Paper address: https://arxiv.org/abs/2404.17723
Knowledge graphs can only extract entity relationships in a targeted manner, and such stably extractable entity relationships can be understood asApproaching structured dataThe
Figure 1 illustrates the workflow of a customer service Q&A system that combines Knowledge Graph (KG) and Retrieval Augmented Generation (RAG). The process is summarized below:
1. Knowledge mapping: The system builds a comprehensive knowledge map from historical customer service issue tickets, including two main steps:
- Inner Ticket Tree Representation: each issue ticket is parsed as a tree structure with nodes representing different parts of the ticket (e.g., summary, description, priority, etc.).
- Inter-ticket linking: connecting individual ticket trees into a complete graph based on explicit linking in issue tracking tickets and implicit linking deduced through semantic similarity.
2. Embedding Generation: Generate embedding vectors for nodes in the graph, using pre-trained text embedding models (e.g., BERT or E5), and store these embeddings in a vector database.
3. Search and question-and-answer process:
- Question intent embedding: parsing user queries to recognize named entities and intents.

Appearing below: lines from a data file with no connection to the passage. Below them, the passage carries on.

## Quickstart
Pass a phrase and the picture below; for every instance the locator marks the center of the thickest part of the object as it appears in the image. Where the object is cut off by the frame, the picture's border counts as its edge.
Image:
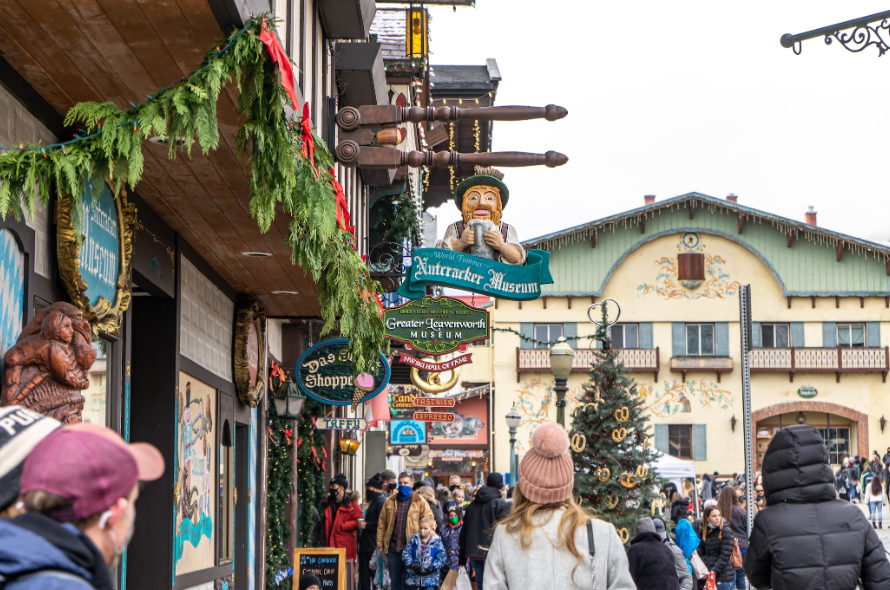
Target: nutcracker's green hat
(485, 176)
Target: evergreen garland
(109, 146)
(609, 428)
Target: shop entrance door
(242, 505)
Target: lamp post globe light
(513, 420)
(561, 358)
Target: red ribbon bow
(279, 56)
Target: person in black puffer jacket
(716, 548)
(806, 538)
(650, 561)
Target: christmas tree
(614, 463)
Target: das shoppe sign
(436, 326)
(326, 373)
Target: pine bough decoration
(281, 169)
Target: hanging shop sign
(434, 367)
(434, 416)
(436, 326)
(326, 373)
(437, 266)
(407, 432)
(95, 270)
(341, 424)
(249, 341)
(403, 401)
(807, 391)
(433, 402)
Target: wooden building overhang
(121, 51)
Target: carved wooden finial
(489, 171)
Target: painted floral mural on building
(681, 398)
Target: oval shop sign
(325, 373)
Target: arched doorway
(844, 430)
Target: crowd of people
(805, 536)
(68, 505)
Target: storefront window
(95, 409)
(838, 442)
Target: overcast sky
(666, 98)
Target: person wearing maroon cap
(79, 486)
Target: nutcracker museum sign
(436, 326)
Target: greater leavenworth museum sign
(326, 373)
(436, 326)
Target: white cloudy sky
(666, 98)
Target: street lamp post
(513, 419)
(561, 358)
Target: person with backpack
(79, 486)
(806, 539)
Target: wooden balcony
(821, 360)
(537, 360)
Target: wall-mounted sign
(434, 416)
(437, 266)
(96, 271)
(436, 326)
(431, 367)
(250, 319)
(403, 401)
(807, 391)
(407, 432)
(433, 402)
(701, 362)
(326, 373)
(341, 424)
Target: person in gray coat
(679, 560)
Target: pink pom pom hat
(547, 474)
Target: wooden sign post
(326, 563)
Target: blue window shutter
(661, 438)
(527, 330)
(797, 339)
(829, 334)
(646, 336)
(678, 337)
(699, 442)
(570, 331)
(873, 334)
(721, 339)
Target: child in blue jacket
(424, 557)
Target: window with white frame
(851, 335)
(625, 336)
(547, 333)
(774, 336)
(699, 339)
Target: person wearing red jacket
(341, 513)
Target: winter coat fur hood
(805, 537)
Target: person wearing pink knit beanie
(544, 541)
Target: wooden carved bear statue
(46, 369)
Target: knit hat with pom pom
(546, 475)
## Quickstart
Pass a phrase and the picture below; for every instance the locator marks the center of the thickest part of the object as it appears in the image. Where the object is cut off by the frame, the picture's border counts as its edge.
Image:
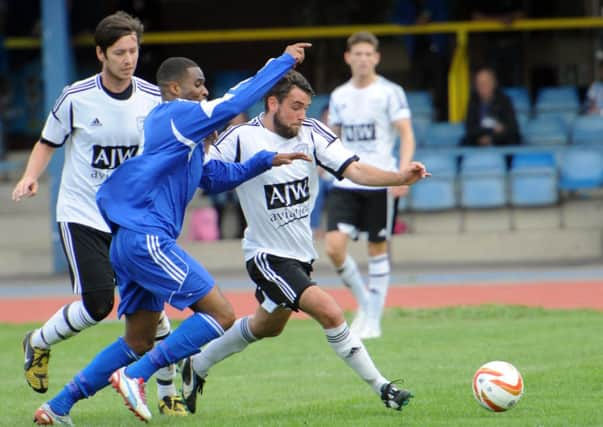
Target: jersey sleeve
(330, 153)
(397, 104)
(227, 148)
(219, 176)
(58, 123)
(208, 116)
(334, 116)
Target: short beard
(282, 130)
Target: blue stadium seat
(419, 126)
(520, 98)
(588, 130)
(319, 102)
(438, 192)
(560, 101)
(444, 134)
(483, 180)
(581, 168)
(545, 131)
(533, 179)
(421, 104)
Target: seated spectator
(594, 96)
(490, 116)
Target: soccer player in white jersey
(151, 268)
(367, 112)
(99, 121)
(278, 245)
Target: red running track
(563, 295)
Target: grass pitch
(296, 380)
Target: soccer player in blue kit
(144, 204)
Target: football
(497, 386)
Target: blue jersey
(149, 193)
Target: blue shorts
(152, 270)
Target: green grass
(297, 380)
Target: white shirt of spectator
(277, 204)
(99, 133)
(366, 119)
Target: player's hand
(297, 51)
(401, 191)
(414, 172)
(287, 158)
(26, 187)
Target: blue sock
(185, 340)
(93, 377)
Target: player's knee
(333, 250)
(269, 331)
(330, 318)
(99, 304)
(225, 317)
(140, 345)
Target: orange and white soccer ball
(497, 386)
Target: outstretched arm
(219, 176)
(38, 161)
(365, 174)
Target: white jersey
(277, 204)
(99, 133)
(366, 116)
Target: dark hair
(485, 69)
(282, 88)
(363, 37)
(113, 27)
(173, 69)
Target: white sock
(165, 376)
(348, 346)
(379, 275)
(68, 321)
(234, 340)
(352, 279)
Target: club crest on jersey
(110, 157)
(301, 148)
(361, 132)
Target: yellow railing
(458, 77)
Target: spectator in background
(490, 116)
(502, 51)
(325, 182)
(594, 96)
(429, 54)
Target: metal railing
(458, 75)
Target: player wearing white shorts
(99, 122)
(278, 245)
(367, 112)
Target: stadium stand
(439, 191)
(533, 180)
(581, 169)
(547, 130)
(588, 130)
(561, 101)
(444, 134)
(483, 180)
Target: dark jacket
(500, 109)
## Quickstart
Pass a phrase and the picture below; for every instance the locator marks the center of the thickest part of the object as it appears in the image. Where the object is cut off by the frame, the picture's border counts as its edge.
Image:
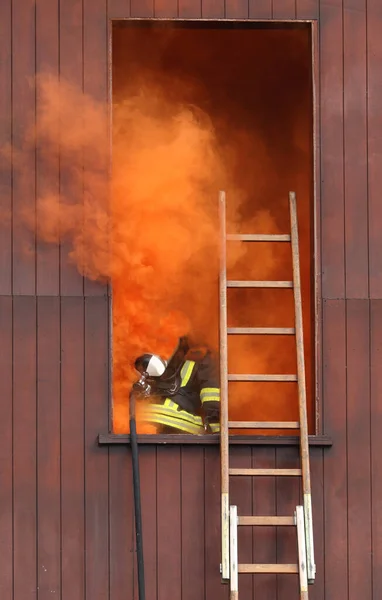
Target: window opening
(199, 107)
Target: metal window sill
(248, 440)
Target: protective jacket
(195, 406)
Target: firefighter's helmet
(151, 364)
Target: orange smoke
(148, 225)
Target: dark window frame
(318, 438)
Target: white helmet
(151, 364)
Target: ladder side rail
(304, 443)
(224, 441)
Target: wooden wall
(65, 502)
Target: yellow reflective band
(210, 391)
(215, 427)
(186, 372)
(175, 423)
(210, 399)
(169, 403)
(181, 415)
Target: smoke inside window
(197, 109)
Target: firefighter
(181, 395)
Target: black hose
(137, 500)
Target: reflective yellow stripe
(172, 421)
(186, 372)
(182, 415)
(210, 395)
(210, 391)
(210, 399)
(215, 427)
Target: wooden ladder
(302, 517)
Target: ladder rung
(261, 330)
(258, 237)
(247, 283)
(268, 568)
(262, 377)
(281, 521)
(263, 425)
(276, 472)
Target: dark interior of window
(198, 108)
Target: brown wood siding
(66, 506)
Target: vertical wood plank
(6, 140)
(260, 9)
(307, 9)
(71, 72)
(332, 149)
(335, 468)
(48, 448)
(376, 444)
(121, 524)
(118, 9)
(141, 8)
(149, 489)
(358, 446)
(169, 523)
(96, 458)
(212, 541)
(24, 448)
(6, 445)
(241, 496)
(72, 448)
(236, 9)
(284, 9)
(96, 86)
(189, 9)
(212, 9)
(317, 591)
(264, 538)
(374, 121)
(47, 170)
(166, 9)
(23, 119)
(288, 497)
(355, 150)
(192, 522)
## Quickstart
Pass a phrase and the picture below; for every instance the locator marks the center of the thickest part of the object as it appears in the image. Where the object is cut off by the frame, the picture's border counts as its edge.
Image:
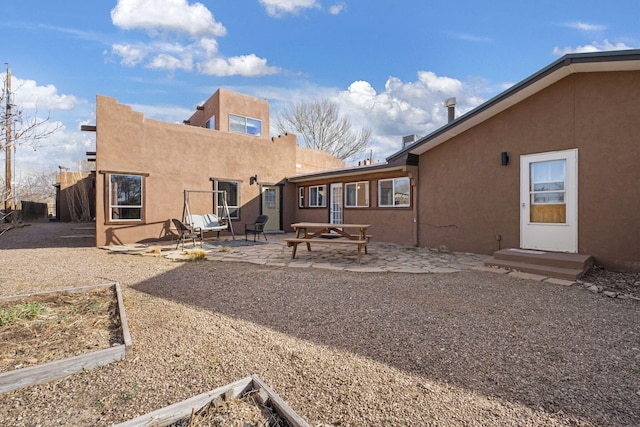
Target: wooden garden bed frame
(181, 410)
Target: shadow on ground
(45, 234)
(562, 349)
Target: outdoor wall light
(504, 158)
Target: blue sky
(388, 64)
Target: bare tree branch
(320, 126)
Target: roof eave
(569, 64)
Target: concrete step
(550, 264)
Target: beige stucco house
(551, 165)
(144, 166)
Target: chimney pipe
(451, 109)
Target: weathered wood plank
(170, 414)
(280, 405)
(124, 325)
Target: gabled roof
(623, 60)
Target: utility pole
(8, 205)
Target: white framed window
(394, 192)
(246, 125)
(317, 196)
(232, 189)
(125, 197)
(211, 123)
(356, 194)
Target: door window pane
(547, 190)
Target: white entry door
(271, 206)
(549, 201)
(335, 206)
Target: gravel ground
(342, 348)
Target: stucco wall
(394, 225)
(466, 197)
(178, 157)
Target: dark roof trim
(568, 64)
(352, 171)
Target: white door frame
(336, 211)
(555, 237)
(271, 207)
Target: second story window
(316, 196)
(246, 125)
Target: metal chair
(186, 232)
(256, 227)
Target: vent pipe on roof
(451, 109)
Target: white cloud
(337, 9)
(593, 47)
(175, 16)
(129, 55)
(28, 95)
(400, 109)
(277, 8)
(583, 26)
(245, 65)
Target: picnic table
(308, 232)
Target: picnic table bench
(308, 232)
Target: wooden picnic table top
(327, 225)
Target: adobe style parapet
(230, 111)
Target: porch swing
(211, 221)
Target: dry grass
(48, 327)
(196, 254)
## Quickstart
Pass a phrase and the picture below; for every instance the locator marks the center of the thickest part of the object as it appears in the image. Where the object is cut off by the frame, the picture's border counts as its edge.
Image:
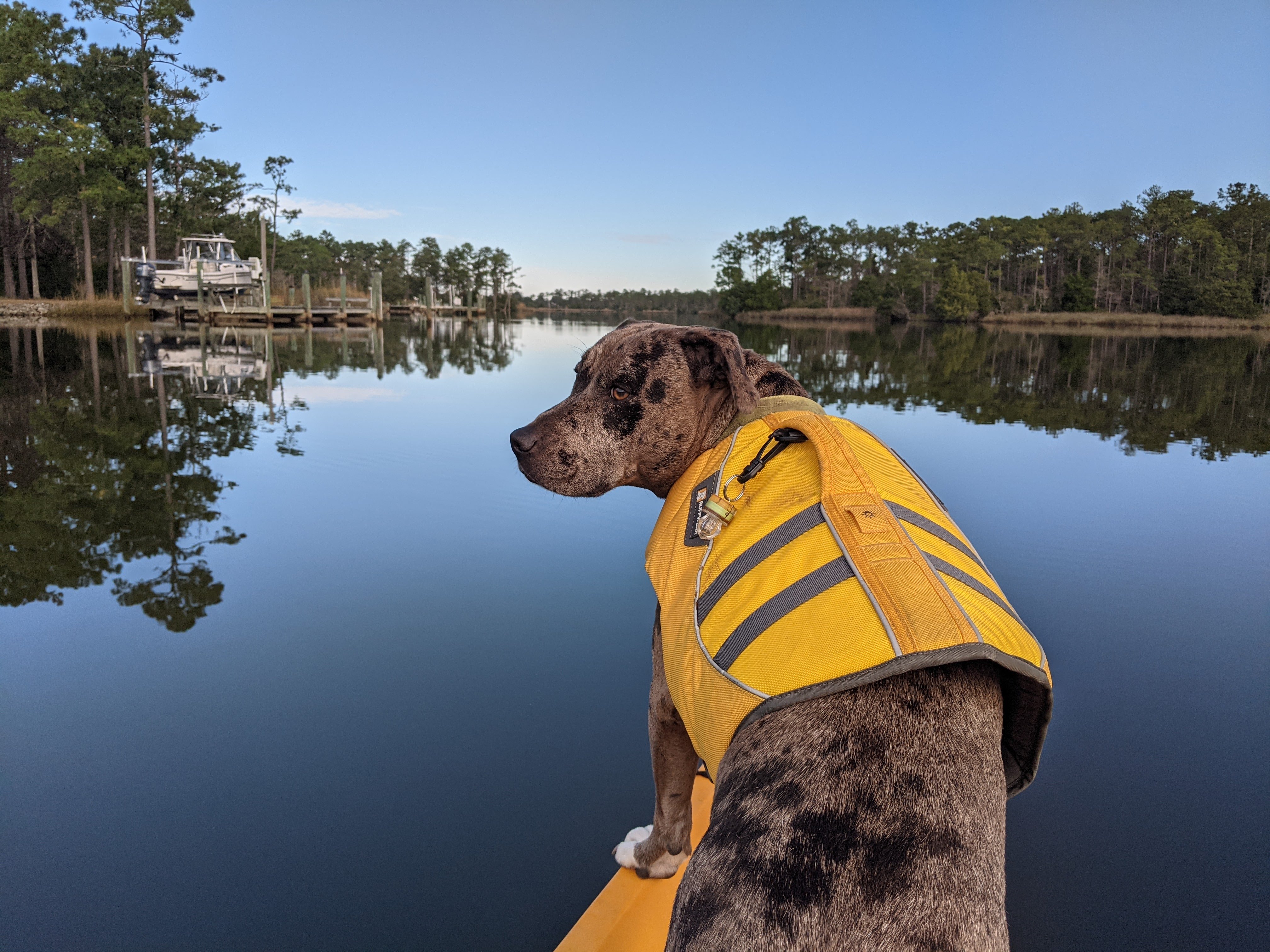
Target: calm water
(329, 675)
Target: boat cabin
(210, 248)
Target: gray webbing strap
(770, 544)
(781, 605)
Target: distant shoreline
(28, 311)
(1041, 319)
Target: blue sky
(615, 145)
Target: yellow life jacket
(840, 568)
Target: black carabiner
(783, 439)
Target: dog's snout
(524, 441)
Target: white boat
(224, 272)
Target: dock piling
(203, 308)
(130, 342)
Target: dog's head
(646, 402)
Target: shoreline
(1024, 319)
(49, 310)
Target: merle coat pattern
(869, 820)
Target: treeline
(1166, 253)
(643, 300)
(454, 273)
(98, 162)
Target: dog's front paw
(661, 866)
(625, 851)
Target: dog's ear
(717, 360)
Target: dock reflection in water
(291, 655)
(106, 464)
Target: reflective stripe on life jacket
(840, 568)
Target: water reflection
(108, 440)
(108, 462)
(1146, 391)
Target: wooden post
(128, 287)
(199, 271)
(130, 342)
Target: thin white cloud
(322, 209)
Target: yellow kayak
(632, 915)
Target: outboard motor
(150, 362)
(145, 282)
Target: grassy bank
(56, 309)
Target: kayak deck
(632, 915)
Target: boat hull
(632, 915)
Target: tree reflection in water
(1145, 391)
(100, 469)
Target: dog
(873, 819)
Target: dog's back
(869, 820)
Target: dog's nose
(524, 441)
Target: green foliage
(957, 300)
(1146, 393)
(737, 294)
(74, 124)
(1117, 261)
(1079, 294)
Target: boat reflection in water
(110, 439)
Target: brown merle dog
(873, 819)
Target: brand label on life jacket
(700, 494)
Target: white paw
(625, 851)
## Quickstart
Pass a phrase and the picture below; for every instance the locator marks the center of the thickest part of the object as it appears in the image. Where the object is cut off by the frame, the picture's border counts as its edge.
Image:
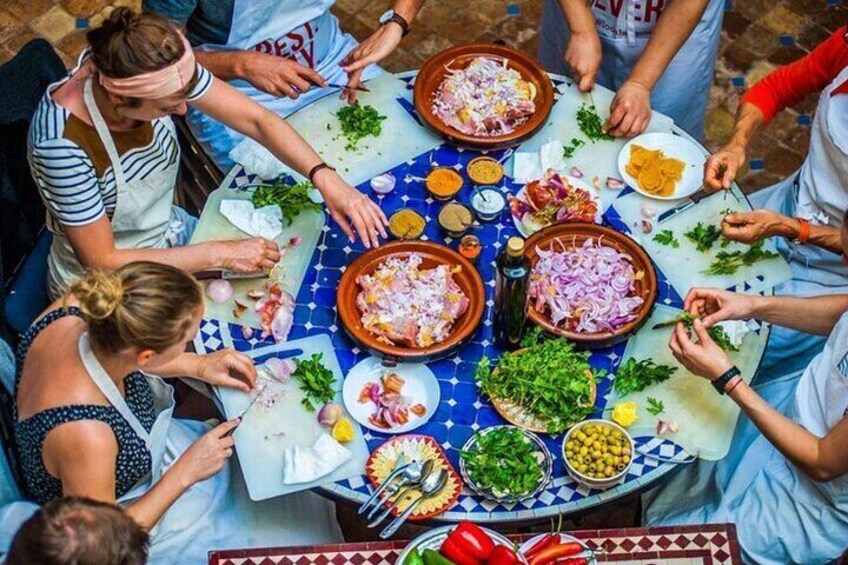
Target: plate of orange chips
(664, 166)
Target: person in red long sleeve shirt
(805, 210)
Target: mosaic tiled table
(462, 411)
(684, 545)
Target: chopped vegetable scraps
(634, 376)
(504, 462)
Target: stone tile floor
(758, 35)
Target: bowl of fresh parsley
(505, 464)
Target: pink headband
(155, 84)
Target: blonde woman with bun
(92, 420)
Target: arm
(821, 459)
(346, 204)
(583, 52)
(630, 111)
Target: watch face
(387, 16)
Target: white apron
(819, 193)
(781, 516)
(302, 30)
(143, 209)
(216, 513)
(625, 27)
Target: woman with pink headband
(104, 154)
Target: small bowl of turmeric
(406, 223)
(443, 183)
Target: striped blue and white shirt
(72, 172)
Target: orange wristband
(803, 231)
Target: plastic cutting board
(684, 266)
(706, 419)
(402, 136)
(214, 226)
(265, 432)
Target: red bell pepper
(503, 555)
(468, 542)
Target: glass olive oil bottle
(511, 281)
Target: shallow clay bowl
(433, 73)
(433, 255)
(573, 235)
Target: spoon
(400, 466)
(430, 487)
(411, 478)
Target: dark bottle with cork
(511, 281)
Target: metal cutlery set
(406, 479)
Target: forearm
(673, 28)
(815, 315)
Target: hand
(227, 368)
(207, 455)
(250, 255)
(751, 227)
(630, 111)
(705, 358)
(712, 305)
(349, 206)
(583, 57)
(721, 168)
(279, 76)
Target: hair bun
(99, 294)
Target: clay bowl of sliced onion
(640, 282)
(432, 255)
(441, 66)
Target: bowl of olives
(597, 453)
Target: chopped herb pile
(655, 406)
(590, 123)
(359, 122)
(316, 381)
(728, 262)
(703, 236)
(291, 198)
(549, 379)
(504, 463)
(666, 237)
(634, 376)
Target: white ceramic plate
(421, 387)
(674, 146)
(574, 181)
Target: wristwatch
(390, 16)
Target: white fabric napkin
(531, 165)
(264, 222)
(307, 464)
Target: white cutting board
(705, 418)
(260, 452)
(593, 159)
(684, 265)
(401, 138)
(290, 271)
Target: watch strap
(721, 382)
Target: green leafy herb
(634, 376)
(316, 381)
(291, 198)
(591, 124)
(655, 406)
(504, 463)
(549, 379)
(703, 236)
(359, 122)
(666, 237)
(728, 262)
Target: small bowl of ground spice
(443, 183)
(485, 171)
(455, 219)
(406, 223)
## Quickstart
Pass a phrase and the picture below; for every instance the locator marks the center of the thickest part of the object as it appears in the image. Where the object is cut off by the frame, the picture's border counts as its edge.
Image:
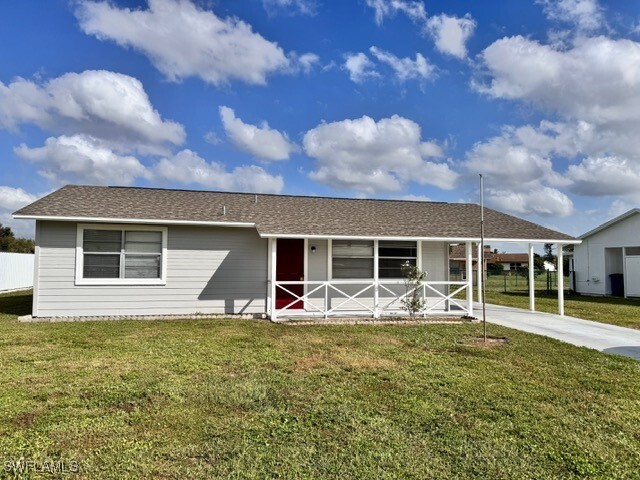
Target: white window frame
(80, 280)
(386, 257)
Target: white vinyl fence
(16, 271)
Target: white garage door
(632, 277)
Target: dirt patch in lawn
(343, 360)
(491, 342)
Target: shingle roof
(288, 215)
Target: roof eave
(154, 221)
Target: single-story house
(124, 251)
(607, 262)
(511, 262)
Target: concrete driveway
(584, 333)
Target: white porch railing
(375, 298)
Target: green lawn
(617, 311)
(250, 399)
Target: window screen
(122, 254)
(352, 259)
(393, 255)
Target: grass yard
(249, 399)
(624, 312)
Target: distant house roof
(458, 253)
(605, 225)
(510, 257)
(286, 215)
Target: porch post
(532, 281)
(560, 281)
(376, 288)
(469, 252)
(419, 267)
(480, 268)
(269, 268)
(329, 275)
(273, 255)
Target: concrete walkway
(584, 333)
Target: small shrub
(413, 302)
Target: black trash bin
(617, 284)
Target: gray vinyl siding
(209, 270)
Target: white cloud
(594, 86)
(544, 201)
(371, 157)
(304, 63)
(100, 103)
(405, 68)
(262, 142)
(605, 176)
(516, 157)
(188, 168)
(12, 199)
(384, 8)
(586, 15)
(304, 7)
(450, 34)
(183, 40)
(360, 67)
(82, 159)
(598, 80)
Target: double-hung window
(114, 255)
(392, 255)
(352, 259)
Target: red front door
(289, 268)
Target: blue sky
(362, 98)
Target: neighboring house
(126, 251)
(458, 260)
(511, 262)
(608, 260)
(16, 271)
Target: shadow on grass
(16, 303)
(576, 297)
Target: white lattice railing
(371, 297)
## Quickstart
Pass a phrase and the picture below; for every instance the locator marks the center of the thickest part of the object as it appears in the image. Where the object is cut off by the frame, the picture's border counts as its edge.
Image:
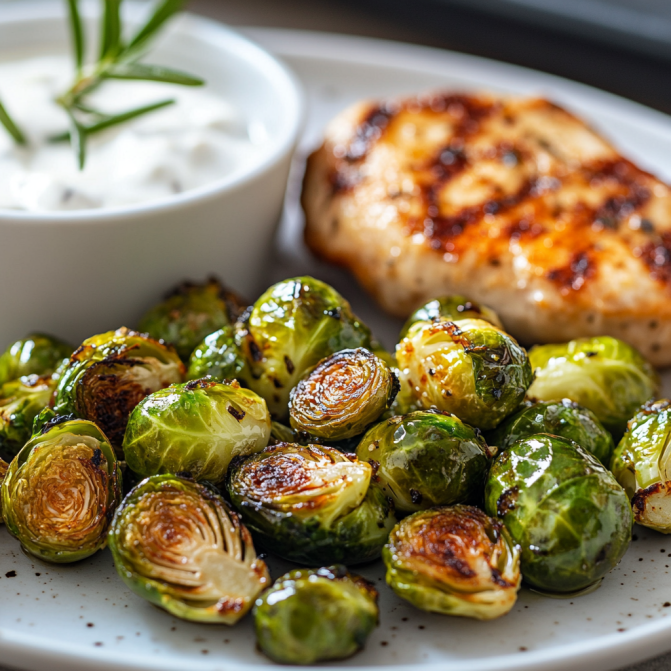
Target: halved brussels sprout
(110, 374)
(451, 308)
(567, 512)
(560, 418)
(604, 374)
(36, 354)
(195, 428)
(61, 490)
(190, 312)
(312, 504)
(314, 615)
(642, 465)
(454, 560)
(3, 471)
(20, 402)
(218, 356)
(426, 459)
(344, 394)
(177, 544)
(469, 368)
(293, 326)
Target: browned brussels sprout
(176, 543)
(61, 490)
(454, 560)
(110, 374)
(190, 312)
(343, 395)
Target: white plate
(83, 617)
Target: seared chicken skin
(513, 202)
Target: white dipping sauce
(196, 141)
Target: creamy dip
(196, 141)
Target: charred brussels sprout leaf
(469, 368)
(37, 354)
(21, 401)
(561, 418)
(604, 374)
(218, 356)
(60, 492)
(426, 459)
(312, 504)
(343, 395)
(451, 308)
(569, 515)
(291, 327)
(454, 560)
(190, 312)
(313, 615)
(176, 544)
(110, 374)
(197, 428)
(3, 471)
(642, 465)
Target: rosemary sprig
(116, 60)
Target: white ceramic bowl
(77, 273)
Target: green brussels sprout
(313, 615)
(604, 374)
(642, 465)
(61, 491)
(311, 504)
(218, 356)
(196, 428)
(190, 312)
(291, 327)
(454, 560)
(110, 374)
(343, 395)
(36, 354)
(560, 418)
(20, 402)
(426, 459)
(176, 543)
(452, 308)
(3, 471)
(567, 512)
(469, 368)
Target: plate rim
(603, 652)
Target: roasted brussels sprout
(560, 418)
(642, 465)
(196, 428)
(176, 543)
(604, 374)
(569, 515)
(36, 354)
(469, 368)
(110, 374)
(343, 395)
(451, 308)
(20, 402)
(190, 312)
(291, 327)
(61, 490)
(218, 356)
(311, 504)
(313, 615)
(3, 471)
(454, 560)
(426, 459)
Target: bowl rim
(284, 82)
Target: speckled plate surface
(82, 617)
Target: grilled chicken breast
(513, 202)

- Embedding-based retrieval: use entities to retrieve the most relevant tickets and filter out relevant subgraphs.
- Filtering: further screening and identification of the most relevant information.
4. Retrieved tickets: The system retrieves specific tickets related to the user's query, such as ENT-22970, PORT-133061, ENT-1744, and ENT-3547, and displays the clone (CLONE_FROM/CLONE_TO) and similarity (SIMILAR_TO) relationships between them.
5. Answer Generation: Eventually, the system will synthesize the retrieved information and the original user query to generate an answer through a large-scale language model (LLM).
6. Graph database and vector database: Throughout the process, the graph database is used to store and manage the nodes and links in the atlas, while the vector database is used to store and manage the text embedding vectors of the nodes.
7. Steps in using LLM: In multiple steps, the Large Language Model is used to parse text, generate queries, extract subgraphs and generate answers.
This flowchart provides a high-level view of how to improve the efficiency and accuracy of a customer service automated Q&A system by combining knowledge graph and retrieval enhancement generation techniques.